Tertangkap, Pencuri Modus Gembos Ban di Karawaci Didor Polisi

Mei Amelia R - detikNews
Sabtu, 01 Sep 2012 01:13 WIB
Jakarta -

Aparat Polsek Karawaci membekuk kawanan pencurian dengan modus gembos ban. Satu orang tersangka dilumpuhkan timah panas polisi karena berupaya melarikan diri.

"Tersangka melakukan pencurian barang-barang di dalam mobil di kawasan Jakarta dan sekitarnya," kata Kapolsek Karawaci Kompol Priyo Utomo Teguh Santoso melalui pesan singkat kepada detikcom, Jumat (31/8/2012).

Dua tersangka ditangkap yakni Maulana (35) dan Muslimin (49).
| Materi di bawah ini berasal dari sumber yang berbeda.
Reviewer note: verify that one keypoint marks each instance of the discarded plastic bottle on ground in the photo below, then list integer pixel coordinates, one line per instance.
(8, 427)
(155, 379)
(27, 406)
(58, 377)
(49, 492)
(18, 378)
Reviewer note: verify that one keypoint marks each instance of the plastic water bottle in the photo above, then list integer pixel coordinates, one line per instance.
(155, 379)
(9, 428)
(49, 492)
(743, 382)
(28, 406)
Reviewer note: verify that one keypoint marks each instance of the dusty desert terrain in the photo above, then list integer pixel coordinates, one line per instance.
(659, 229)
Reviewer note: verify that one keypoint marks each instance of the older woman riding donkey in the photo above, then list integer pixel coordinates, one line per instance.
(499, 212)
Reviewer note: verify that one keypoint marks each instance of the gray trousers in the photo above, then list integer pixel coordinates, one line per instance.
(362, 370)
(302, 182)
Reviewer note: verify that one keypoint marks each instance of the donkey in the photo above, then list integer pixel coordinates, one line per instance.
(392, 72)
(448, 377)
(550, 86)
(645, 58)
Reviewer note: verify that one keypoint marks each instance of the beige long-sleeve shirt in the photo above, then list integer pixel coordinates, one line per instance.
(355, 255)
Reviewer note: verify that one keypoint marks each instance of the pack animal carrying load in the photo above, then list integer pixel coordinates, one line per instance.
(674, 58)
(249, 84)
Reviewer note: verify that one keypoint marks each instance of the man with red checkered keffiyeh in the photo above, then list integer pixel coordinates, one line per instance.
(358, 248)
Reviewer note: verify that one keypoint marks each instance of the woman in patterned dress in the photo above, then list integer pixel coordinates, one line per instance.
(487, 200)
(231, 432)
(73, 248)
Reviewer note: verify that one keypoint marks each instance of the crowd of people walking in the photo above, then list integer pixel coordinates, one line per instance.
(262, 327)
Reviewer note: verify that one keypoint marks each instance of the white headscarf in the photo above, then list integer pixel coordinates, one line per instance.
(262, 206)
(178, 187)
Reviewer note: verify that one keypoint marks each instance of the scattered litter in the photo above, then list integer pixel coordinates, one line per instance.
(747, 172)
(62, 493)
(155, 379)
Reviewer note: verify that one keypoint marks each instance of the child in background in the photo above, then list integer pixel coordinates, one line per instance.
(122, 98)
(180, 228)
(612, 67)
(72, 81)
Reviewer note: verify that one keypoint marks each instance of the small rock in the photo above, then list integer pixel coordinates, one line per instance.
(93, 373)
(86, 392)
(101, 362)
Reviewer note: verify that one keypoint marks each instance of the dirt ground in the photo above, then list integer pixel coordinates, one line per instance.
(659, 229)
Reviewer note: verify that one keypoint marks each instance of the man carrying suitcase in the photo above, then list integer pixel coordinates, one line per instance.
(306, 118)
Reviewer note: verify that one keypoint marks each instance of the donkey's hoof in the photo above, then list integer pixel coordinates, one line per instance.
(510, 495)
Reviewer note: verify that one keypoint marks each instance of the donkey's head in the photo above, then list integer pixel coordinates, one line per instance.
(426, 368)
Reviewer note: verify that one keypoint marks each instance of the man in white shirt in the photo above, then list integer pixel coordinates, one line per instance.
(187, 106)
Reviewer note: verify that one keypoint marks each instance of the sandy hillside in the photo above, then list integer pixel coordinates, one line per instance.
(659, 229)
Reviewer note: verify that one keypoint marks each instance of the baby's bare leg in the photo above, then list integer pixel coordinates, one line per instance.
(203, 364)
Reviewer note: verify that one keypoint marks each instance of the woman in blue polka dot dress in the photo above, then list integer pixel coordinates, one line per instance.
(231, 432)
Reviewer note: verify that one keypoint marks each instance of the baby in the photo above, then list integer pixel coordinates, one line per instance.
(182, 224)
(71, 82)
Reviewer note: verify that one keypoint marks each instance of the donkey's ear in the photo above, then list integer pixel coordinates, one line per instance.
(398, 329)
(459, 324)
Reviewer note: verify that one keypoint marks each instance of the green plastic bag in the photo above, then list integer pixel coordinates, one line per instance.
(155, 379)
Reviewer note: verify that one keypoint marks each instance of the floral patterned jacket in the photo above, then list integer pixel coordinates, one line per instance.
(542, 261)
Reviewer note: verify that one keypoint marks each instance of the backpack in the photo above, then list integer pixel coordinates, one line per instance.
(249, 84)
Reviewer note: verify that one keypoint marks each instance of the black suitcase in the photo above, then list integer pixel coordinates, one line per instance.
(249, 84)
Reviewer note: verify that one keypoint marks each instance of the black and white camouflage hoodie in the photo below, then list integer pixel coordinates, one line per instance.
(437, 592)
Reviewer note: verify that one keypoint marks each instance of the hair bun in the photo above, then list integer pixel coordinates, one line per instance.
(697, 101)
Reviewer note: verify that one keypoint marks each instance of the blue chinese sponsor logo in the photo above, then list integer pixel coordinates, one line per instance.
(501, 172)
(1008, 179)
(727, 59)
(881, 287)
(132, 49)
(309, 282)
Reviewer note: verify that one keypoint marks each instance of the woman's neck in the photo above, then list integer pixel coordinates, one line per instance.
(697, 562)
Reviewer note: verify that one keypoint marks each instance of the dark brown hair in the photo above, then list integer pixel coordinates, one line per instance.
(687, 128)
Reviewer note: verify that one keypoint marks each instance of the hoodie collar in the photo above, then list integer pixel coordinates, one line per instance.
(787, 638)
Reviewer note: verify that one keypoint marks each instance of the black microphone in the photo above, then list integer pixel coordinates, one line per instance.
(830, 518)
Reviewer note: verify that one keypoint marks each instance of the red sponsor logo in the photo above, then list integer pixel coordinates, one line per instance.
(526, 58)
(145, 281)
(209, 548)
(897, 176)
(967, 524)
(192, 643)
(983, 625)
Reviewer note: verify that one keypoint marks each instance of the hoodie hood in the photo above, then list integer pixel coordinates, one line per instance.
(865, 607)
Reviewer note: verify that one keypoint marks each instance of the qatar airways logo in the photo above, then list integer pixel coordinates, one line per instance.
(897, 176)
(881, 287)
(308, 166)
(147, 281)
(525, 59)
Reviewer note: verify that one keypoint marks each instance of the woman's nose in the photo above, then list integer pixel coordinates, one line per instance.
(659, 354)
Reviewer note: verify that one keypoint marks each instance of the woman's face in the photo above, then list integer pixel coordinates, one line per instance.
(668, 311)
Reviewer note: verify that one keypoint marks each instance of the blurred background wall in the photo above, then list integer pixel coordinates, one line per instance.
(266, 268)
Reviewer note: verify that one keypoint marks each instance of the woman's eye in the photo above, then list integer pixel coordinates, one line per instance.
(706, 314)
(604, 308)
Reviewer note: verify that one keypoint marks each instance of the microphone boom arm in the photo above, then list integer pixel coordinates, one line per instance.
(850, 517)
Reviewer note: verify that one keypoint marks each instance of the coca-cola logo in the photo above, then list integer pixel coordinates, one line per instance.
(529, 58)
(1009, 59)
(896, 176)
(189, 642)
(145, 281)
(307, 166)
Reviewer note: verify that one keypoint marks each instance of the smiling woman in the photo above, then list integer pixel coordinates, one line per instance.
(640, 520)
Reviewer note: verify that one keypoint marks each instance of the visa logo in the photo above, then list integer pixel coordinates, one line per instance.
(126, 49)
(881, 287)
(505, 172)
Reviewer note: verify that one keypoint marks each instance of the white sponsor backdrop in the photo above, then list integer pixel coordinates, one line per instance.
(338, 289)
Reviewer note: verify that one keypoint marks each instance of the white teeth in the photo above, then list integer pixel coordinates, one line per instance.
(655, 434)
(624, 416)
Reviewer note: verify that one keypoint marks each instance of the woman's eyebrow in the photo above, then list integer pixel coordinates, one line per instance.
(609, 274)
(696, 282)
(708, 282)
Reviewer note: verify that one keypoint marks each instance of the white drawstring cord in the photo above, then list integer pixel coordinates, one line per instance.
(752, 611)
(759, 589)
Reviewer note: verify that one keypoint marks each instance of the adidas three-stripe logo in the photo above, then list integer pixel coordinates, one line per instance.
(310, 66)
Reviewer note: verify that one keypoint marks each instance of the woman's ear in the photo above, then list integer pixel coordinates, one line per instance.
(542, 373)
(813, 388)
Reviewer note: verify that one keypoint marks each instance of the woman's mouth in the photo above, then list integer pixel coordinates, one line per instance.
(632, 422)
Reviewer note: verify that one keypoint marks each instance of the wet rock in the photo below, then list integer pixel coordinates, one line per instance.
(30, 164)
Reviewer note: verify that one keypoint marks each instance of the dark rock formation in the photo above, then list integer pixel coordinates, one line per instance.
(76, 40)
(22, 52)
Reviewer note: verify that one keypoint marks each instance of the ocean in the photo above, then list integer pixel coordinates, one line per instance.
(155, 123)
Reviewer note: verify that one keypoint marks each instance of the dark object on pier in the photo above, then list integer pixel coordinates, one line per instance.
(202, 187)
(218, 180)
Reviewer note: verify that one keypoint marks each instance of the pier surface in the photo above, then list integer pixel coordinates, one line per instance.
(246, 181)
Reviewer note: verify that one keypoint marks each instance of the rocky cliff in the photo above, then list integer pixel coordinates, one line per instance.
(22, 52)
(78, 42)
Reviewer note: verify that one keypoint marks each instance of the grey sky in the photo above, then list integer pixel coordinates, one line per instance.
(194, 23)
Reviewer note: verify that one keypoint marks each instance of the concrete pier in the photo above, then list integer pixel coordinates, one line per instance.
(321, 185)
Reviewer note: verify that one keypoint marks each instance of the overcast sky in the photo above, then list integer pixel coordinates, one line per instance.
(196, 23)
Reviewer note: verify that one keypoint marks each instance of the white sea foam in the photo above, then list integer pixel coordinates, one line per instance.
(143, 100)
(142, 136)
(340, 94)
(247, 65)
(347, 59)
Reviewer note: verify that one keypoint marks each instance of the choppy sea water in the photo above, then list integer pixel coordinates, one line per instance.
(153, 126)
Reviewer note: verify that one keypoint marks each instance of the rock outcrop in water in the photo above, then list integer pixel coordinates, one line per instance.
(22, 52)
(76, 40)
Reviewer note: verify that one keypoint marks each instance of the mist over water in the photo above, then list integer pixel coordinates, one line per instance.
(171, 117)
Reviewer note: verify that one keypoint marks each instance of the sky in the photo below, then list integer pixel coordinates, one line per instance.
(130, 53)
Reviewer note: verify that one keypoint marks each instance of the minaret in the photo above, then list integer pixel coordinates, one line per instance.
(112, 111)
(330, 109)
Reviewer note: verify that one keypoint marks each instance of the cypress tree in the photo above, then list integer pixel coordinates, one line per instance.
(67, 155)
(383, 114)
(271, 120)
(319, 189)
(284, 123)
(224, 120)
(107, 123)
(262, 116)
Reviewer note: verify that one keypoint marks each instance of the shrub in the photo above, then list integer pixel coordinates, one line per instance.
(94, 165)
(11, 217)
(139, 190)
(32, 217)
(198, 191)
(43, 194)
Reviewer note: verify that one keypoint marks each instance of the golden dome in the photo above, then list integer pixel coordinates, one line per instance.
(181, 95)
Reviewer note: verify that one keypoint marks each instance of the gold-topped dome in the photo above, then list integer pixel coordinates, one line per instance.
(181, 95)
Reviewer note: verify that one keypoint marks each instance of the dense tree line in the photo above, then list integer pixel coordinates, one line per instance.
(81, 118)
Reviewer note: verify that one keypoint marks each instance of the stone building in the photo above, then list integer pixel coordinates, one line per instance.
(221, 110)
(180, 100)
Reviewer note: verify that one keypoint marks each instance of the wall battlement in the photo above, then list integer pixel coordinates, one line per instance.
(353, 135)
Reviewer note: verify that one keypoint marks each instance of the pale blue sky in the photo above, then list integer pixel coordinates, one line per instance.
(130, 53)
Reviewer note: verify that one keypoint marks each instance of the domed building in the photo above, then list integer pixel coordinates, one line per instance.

Muslimin dilumpuhkan pada bagian kakinya lantaran melawan petugas.

SCROLL TO CONTINUE WITH CONTENT

"Tersangka Muslimin kabur saat hendak ditangkap," ujarnya.

Diungkapkan Priyo, modus pencurian yang dilakukan tersangka yakni dengan memberitahu pengemudi mobil seolah-olah mobil korban gembos. "Setelah mobil berhenti dan pelaku keluar dari mobil, pelaku lalu mengambil barang milik korban yang ada di jok belakang," jelasnya.

Salah satu aksi terbaru para tersangka dilakukan pada Kamis (30/8) kemarin. Saat itu, korban Nyonya Iis yang mengendarai mobil mengarah pulang ke Jatake, Tangerang, dari arah Malabar.

Setibanya di lampu merah Cibodas, mobil korban diikuti dua motor. Satu motor mengikuti dari belakang, sementara satu motor lainnya berada di depan mobil korban.

"Kemudian pelaku yang di depan berpura-pura memberitahukan bahwa ban mobil korban bocor," katanya.

500 Meter dari lokasi, korban pun menepikan mobilnya. Tersangka yang berada di belakang mobil korban kemudian mengajak korban berbincang.

"Sementara tersangka Maulana yang berada di depan mobil mengambil tas yang berada di dalam mobil," katanya.

Namun, aksi tersebut dipergoki korban. Korban kemudian berteriak, sehingga warga berdatangan dan mengejar pelaku. Saat itu Maulana tertangkap warga.

"Muslimin tertangkap setelah pengembangan," tutupnya.

Kedua tersangka kini ditahan di Polsek Karawaci. Keduanya dijerat pasal 363 KUHP dengan ancaman 5 tahun penjara.